Well, I don't see a siphon jet. Only the flush hole in the bottom of the toilet. The toilet is probably the original to the house making it about 40 years old. 

I also just poured about 1/2 bottle of CLR into the overflow tube in the tank and it flushed just fine on the first flush. Second flush went back to not flushing the bowl all the way. 

I really don't want to have to pull the toilet. Should I try a snake down through there? 

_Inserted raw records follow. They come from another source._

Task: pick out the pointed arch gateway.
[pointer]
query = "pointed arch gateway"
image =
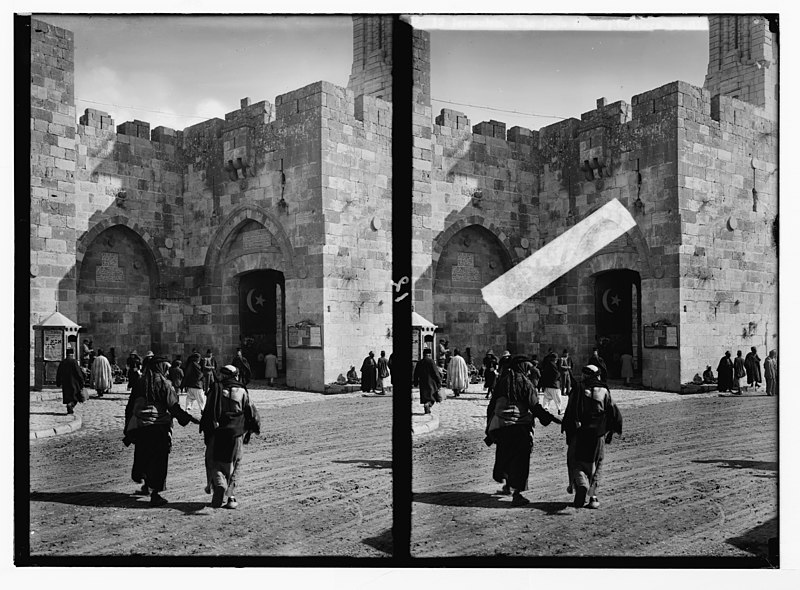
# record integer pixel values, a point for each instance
(248, 263)
(117, 281)
(466, 257)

Could it be that the tank stuff needs replaced. Seems like that has to be something to do with it since it will flush just fine after pouring CLR into the tank tube. :confused1:


----------



## oh'mike (Sep 18, 2009)

Sounds like the toilet is all limed up---

If it flushes fine with a bucket of water--and flushed Okay after you delime it--then the toilet is shot---Get a new toilet or delime the thing again--but it sounds like a lost cause--

Keep a bucket of water handy until you can get that fixed--Mike----


----------



## Homerepairguy (Aug 1, 2010)

crojack said:


> Well, I don't see a siphon jet. Only the flush hole in the bottom of the toilet. The toilet is probably the original to the house making it about 40 years old.
> 
> I also just poured about 1/2 bottle of CLR into the overflow tube in the tank and it flushed just fine on the first flush. Second flush went back to not flushing the bowl all the way.
> 
> ...


Regarding CLR, I personally think it's a useless product. I've tried it on calcium deposits and soaked the deposits with paper towels saturated with CLR for hours. The CLR did nothing. Vinegar did better than CLR.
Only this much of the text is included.